Joe works in a maze. Unfortunately, portions of the maze have
caught on fire, and the owner of the maze neglected to create a fire
escape plan. Help Joe escape the maze.
Given Joe’s location in the maze and which squares of the maze
are on fire, you must determine whether Joe can exit the maze before
the fire reaches him, and how fast he can do it.
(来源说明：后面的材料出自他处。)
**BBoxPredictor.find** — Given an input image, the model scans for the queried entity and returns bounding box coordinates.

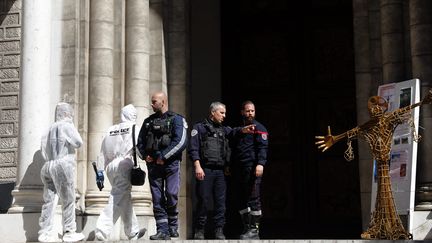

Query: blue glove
[96,170,105,191]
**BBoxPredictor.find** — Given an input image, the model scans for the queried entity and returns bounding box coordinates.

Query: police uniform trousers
[195,167,226,229]
[146,160,180,234]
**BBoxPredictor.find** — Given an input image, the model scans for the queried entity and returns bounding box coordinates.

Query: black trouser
[195,168,226,229]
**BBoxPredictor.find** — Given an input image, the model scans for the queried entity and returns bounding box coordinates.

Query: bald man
[137,91,187,240]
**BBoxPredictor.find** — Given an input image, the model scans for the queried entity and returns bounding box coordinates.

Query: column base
[8,187,43,213]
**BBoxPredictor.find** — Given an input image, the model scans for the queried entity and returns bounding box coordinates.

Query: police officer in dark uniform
[230,101,268,239]
[189,102,231,240]
[189,102,254,240]
[137,92,187,240]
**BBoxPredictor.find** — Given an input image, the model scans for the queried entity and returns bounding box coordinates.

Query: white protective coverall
[96,104,142,240]
[38,103,84,242]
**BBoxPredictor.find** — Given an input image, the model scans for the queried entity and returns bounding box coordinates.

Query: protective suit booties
[95,105,145,240]
[38,103,84,242]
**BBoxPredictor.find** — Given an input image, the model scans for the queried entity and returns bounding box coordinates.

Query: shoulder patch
[183,117,188,129]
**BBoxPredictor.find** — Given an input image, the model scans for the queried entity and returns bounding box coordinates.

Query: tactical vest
[145,112,175,154]
[200,121,230,167]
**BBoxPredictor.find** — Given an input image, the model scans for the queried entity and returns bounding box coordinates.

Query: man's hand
[96,170,105,191]
[422,89,432,104]
[194,160,205,181]
[255,165,264,177]
[224,166,231,176]
[241,124,256,133]
[145,155,154,163]
[156,157,165,165]
[315,126,335,152]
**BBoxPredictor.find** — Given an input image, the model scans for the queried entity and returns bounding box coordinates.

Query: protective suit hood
[55,102,73,122]
[121,104,137,122]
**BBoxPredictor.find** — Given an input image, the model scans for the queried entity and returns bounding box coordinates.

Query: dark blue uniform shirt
[231,120,268,166]
[188,119,238,167]
[137,111,187,161]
Joe and the fire each move one square per minute, vertically or
horizontally (not diagonally). The fire spreads all four directions
from each square that is on fire. Joe may exit the maze from any
square that borders the edge of the maze. Neither Joe nor the fire
may enter a square that is occupied by a wall.
Input
The first line of input contains a single integer, the number of test
cases to follow. The first line of each test case contains the two
integers R and C, separated by spaces, with 1 ≤ R, C ≤ 1000. The
following R lines of the test case each contain one row of the maze. Each of these lines contains exactly
C characters, and each of these characters is one of:
• #, a wall
• ., a passable square
• J, Joe’s initial position in the maze, which is a passable square
• F, a square that is on fire
There will be exactly one J in each test case.
Output
For each test case, output a single line containing ‘IMPOSSIBLE’ if Joe cannot exit the maze before the
fire reaches him, or an integer giving the earliest time Joe can safely exit the maze, in minutes.
Sample Input
2
4 4
#JF#
#…#
#…#
3 3
#J.
#.F
Sample Output
3
IMPOSSIBLE
題意:
一個迷宮。
'.‘爲空地,’#'爲牆壁,‘J’爲 Joe的起始位置,'F’爲火的起始位置(可能不止一處)。
joe和火都能從四個方向走,問走出迷宮最短時間
思路:
兩次BFS,目的分別求出Joe和火到達任意一點的時間,
(火的時間不再存放在和橫縱座標同一結構體中,而是在以更直觀的數組中(即下面代碼的fire數組),目的是爲了之後更方便的與Joe到達該點的時間作比較)
#include <stdio.h>
#include <string.h>
#define INF 0x3f3f3f
int n, m;
struct node
{
int x, y;
} str[1000005], p, q;
int t[4][2] = { {0, 1}, {0, -1}, {1, 0}, {-1, 0} };
char a[1002][1002];
int fire[1002][1002];
int joe[1002][1002];
int judge(int x, int y)
{
if( x>=0&&x<n && y>=0&&y<m && a[x][y]!='#') return 1;
else return 0;
}
int judge_re(int x, int y)
{
if(x<0 || x>=n || y<0 || y>=m) return 1;
else return 0;
}
void bfs_fire()
{
int i, j, in, out;
in = out = 0;
for(i=0; i<n; i++)
{
for(j=0; j<m; j++)
{
if(a[i][j]=='F')
{
p.x = i;
p.y = j;
fire[i][j] = 0;
str[in++] = p;
}
}
}
while(in>out)
{
p = str[out++];
for(i=0; i<4; i++)
{
q = p;
if( judge(q.x+t[i][0], q.y+t[i][1])
&&fire[q.x][q.y]+1<fire[q.x+t[i][0]][q.y+t[i][1]] )
{
q.x += t[i][0];
q.y += t[i][1];
str[in++] = q;
fire[q.x][q.y] = fire[p.x][p.y]+1;
}
}
}
}
void bfs_joe(int sx, int sy)
{
int i, in, out;
in = out = 0;
p.x = sx;
p.y = sy;
joe[sx][sy] = 0;
str[in++] = p;
while(in>out)
{
p = str[out++];
for(i=0; i<4; i++)
{
q = p;
if(judge_re(q.x+t[i][0], q.y+t[i][1]))
{
printf("%d\n", joe[q.x][q.y]+1);
return;
}
if( judge(q.x+t[i][0], q.y+t[i][1])
&& joe[q.x][q.y]+1 < fire[q.x+t[i][0]][q.y+t[i][1]]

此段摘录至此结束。